Pointedly my question is this: you made a comment about it not being known that there exists smooth proper $\mathbb{Z}$-schemes with cohomology not a direct sum of Tate twists. It seems like such a problem can be broken down into three parts:

1) Classifying $G_\mathbb{Q}$ representations unramified away-from-$p$ and crystalline at $p$.
2) Understanding when these come from $\mathbb{Q}$-schemes (i.e. partially solving the FM conjecture).
3) Understanding some sort of NOS type theorem for such $\mathbb{Q}$-schemes (i.e. when the nice properties of the cohomology propagates to the scheme itself).

I know that the answer to 3) is ‘not always’ (i.e. we needn’t have perfect propagation unless you are, say, a curve or abelian scheme) but I also don’t know partial results.

Can you say anything about 1), 2), or 3)?

Thanks again!

1. Dear Alex,
Here are my (possibly idiosyncratic or just plain dumb) opinions on your points 1.-3.
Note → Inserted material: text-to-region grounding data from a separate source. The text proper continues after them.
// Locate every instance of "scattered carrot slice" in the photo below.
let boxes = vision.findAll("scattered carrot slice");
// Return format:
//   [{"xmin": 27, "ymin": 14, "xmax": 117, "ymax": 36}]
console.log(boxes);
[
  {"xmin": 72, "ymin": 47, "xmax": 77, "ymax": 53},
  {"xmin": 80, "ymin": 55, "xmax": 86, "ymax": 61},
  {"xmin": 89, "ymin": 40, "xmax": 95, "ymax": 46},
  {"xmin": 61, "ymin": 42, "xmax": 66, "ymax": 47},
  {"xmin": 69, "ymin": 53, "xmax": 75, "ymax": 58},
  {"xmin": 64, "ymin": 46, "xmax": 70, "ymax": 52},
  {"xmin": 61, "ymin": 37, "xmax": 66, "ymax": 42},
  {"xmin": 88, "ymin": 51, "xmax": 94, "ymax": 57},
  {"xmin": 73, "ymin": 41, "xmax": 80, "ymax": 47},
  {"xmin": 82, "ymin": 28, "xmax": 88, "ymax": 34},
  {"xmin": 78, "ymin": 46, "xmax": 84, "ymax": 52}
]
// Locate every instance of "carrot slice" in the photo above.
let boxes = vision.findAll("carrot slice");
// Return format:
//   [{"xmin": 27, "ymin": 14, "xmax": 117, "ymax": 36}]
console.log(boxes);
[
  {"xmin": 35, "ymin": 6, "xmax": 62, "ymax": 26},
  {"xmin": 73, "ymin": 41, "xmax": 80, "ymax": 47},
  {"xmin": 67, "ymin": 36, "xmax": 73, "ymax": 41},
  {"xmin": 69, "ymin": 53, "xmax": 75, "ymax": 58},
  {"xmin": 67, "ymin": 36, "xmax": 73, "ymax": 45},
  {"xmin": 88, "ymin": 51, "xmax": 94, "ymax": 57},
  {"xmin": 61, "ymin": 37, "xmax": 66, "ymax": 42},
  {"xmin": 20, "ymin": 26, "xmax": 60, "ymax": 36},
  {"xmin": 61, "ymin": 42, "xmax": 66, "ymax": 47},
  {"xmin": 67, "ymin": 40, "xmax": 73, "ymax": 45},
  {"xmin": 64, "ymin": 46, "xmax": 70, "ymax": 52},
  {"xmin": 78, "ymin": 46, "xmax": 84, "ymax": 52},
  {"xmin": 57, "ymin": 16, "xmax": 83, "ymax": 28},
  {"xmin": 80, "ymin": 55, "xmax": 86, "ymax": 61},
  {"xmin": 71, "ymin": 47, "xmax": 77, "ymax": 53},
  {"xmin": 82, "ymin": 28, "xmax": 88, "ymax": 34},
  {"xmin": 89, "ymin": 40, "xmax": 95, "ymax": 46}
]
1. – This seems impossible outside of the cases dealt with by Fontaine. The Langlands program of course gives a conjectural description of these in terms of everywhere-unramified algebraic automorphic representations of GL_n(A_Q), but these are essentially impossible to count/find/anything. (Open problem: Rigorously show the existence of a non-essentially-self-dual cuspidal automorphic representation of GL_n(A_Q) for some n > 4.)

2. – As far as I’m concerned, this is solved by the FM conjecture. 🙂

3. – This seems like a fascinating area to explore. As you know, this already gets interesting for curves (lower central series quotients of pi_1 and the like); maybe that picture propagates to more general hyperbolic varieties?

BTW, if I had to guess, I would presume that there IS a smooth proper Z-scheme with interesting cohomology. There’s some weak evidence for this (e.g., there are smooth proper DM stacks over Z, like overline{M_g,n}), and the nonexistence just seems too good to be true – after all (as de Jong pointed out to me), how do we know that some random hypersurface in P^29 won’t do the trick? 🙂 It would be interesting to come up with some kind of heuristic involving “Z-points on Hilbert schemes” to get a handle on this…

Cheers,
Dave

3. I thought about Hilbert schemes for a second before noticing your discussions. But the only Hilb smooth over \mathbb{Z} I can find out is flag varieties… Do we even know a non-rational smooth proper variety over \mathbb{Z}? As for rational varieties, probably one could just use combinatorial data to construct some toric variety whose smoothness doesn’t depend on characteristic (I’m not sure on this…)?

1. Hey Mayorliat,

I certainly do not. In fact, I spent a few hours trying to think of interesting non-trivial examples of smooth proper $\mathbb{Z}$-schemes and had difficulty coming up with anything. If toric varieties are key then, unfrotunately, I am currently not the person to ask–I know very little about them (especially over not $\mathbb{C}$–does the theory work in any generality?).

1. Actually my name goes like mayor li at math :).

The toric construction is associate ring to some combinatorial lattice and glue along some combinatorial data, one can change coefficients casually (in the category of fields). And I thought smoothness is just a combinatorial data but I’m not sure if that result is in char 0 or not. As for trying Hilbert functor, it’s worth to notice Vakil’s Murphy law, so probably it wouldn’t give us any good example other than flag varieties.